Spin and orbital angular momentum of the tensor gauge field

TL;DR

This paper investigates the angular momentum properties of tensor gauge fields, revealing that their angular momentum vanishes in stationary systems and can induce intrinsic interactions affecting Poincaré symmetry.

Contribution

It extends the analysis of gauge field angular momentum from vectors to tensors, uncovering unique features and gauge invariance properties.

Findings

Angular momentum vanishes for stationary tensor gauge fields after gauge fixing.

Angular momentum exhibits one-parameter gauge invariance.
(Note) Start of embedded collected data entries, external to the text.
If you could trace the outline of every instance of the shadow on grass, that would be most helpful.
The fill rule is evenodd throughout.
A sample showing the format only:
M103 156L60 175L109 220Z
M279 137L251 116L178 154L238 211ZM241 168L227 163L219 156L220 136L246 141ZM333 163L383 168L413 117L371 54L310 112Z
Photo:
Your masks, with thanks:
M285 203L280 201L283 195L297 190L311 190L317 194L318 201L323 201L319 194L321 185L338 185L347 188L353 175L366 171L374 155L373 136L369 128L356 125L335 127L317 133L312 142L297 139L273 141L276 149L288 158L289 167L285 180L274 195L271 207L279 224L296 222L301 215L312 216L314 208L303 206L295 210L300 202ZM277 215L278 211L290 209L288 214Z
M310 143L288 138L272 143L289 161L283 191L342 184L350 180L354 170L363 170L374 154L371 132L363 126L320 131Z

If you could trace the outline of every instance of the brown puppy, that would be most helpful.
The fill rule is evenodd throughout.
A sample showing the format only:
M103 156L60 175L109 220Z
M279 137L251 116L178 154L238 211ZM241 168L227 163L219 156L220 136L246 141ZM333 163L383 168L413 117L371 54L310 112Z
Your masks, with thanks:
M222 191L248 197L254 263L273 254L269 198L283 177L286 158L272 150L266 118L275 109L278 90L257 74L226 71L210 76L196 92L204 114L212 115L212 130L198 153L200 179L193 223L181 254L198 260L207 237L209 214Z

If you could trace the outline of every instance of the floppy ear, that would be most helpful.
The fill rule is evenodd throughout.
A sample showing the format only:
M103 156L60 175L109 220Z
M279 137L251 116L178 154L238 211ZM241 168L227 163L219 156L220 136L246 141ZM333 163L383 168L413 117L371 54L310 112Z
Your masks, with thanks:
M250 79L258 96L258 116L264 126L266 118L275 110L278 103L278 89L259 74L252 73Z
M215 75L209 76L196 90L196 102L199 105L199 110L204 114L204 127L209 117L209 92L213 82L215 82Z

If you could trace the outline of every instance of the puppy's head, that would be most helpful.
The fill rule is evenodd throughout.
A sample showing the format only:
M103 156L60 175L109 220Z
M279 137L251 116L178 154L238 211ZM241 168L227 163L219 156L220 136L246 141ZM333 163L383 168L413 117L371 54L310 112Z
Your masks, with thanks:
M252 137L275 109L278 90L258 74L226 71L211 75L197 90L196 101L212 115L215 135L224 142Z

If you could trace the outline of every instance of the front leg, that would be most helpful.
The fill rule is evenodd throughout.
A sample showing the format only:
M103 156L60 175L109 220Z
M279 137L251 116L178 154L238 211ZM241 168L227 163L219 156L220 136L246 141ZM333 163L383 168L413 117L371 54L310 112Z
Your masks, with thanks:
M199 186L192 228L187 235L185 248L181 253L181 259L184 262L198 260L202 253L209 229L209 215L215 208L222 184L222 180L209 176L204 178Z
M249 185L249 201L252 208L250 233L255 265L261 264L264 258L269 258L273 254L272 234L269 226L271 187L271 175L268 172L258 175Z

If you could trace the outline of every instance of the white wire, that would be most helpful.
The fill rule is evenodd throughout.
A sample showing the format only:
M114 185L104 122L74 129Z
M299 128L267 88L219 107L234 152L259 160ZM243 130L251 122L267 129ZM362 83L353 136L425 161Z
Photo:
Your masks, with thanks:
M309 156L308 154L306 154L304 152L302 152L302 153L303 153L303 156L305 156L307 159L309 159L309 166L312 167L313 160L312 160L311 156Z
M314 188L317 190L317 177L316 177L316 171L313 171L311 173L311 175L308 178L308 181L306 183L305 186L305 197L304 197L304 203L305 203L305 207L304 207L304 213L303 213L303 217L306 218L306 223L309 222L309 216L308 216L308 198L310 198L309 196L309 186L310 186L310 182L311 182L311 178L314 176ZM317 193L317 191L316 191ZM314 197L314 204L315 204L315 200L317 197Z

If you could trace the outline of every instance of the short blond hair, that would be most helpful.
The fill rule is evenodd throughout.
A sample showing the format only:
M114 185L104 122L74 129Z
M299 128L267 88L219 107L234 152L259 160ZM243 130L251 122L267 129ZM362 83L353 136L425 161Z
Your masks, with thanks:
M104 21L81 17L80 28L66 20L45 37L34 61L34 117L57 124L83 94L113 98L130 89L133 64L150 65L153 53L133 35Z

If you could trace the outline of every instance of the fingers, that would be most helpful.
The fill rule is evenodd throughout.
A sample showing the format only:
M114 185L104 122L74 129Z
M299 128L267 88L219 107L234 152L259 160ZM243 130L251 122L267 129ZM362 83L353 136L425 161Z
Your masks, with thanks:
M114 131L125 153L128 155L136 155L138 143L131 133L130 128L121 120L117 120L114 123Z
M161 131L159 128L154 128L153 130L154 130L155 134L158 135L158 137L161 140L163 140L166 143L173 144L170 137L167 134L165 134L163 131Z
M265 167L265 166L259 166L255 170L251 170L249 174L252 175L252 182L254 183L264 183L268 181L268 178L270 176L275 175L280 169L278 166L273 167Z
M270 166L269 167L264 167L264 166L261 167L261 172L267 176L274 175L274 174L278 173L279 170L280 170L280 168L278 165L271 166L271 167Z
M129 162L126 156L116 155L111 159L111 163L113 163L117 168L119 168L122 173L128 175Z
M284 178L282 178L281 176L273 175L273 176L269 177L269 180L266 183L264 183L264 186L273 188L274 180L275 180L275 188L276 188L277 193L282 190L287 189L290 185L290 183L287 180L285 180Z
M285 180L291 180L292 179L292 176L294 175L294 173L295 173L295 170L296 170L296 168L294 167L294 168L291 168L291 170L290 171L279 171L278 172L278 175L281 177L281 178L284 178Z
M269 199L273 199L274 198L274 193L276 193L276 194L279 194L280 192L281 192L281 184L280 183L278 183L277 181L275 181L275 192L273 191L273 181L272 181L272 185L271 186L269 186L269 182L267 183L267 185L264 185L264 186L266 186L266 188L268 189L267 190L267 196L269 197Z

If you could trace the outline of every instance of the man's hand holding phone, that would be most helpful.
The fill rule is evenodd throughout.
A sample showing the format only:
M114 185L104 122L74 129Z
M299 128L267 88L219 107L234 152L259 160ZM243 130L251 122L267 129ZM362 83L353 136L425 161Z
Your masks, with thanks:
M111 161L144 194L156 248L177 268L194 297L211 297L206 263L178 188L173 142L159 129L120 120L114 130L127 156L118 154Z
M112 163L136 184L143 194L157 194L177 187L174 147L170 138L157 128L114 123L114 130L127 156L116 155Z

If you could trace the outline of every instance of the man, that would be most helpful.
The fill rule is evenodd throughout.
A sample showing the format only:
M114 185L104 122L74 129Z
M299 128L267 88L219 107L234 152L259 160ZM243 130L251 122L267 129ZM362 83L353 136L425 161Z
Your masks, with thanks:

Tensor gauge coupling can induce intrinsic interactions in Poincaré generators.

Abstract

Following the recent studies of the trickiness in spin and orbital angular momentum of the vector gauge fields, we perform here a parallel analysis for the tensor gauge field, which has certain relation to gravitation. Similarly to the vector case, we find a nice feature that after removing all gauge degrees of freedom the angular momentum of the tensor gauge field vanishes for a stationary system. This angular momentum also shows a one-parameter invariance over the infinitely many ways of complete gauge fixing for the tensor field. The tensor gauge coupling, however, does exhibit a critical difference from the vector gauge coupling that it may induce intrinsic interaction terms into the spatial translation and rotation generators, leaving none of the ten Poincar\'e generators interaction-free.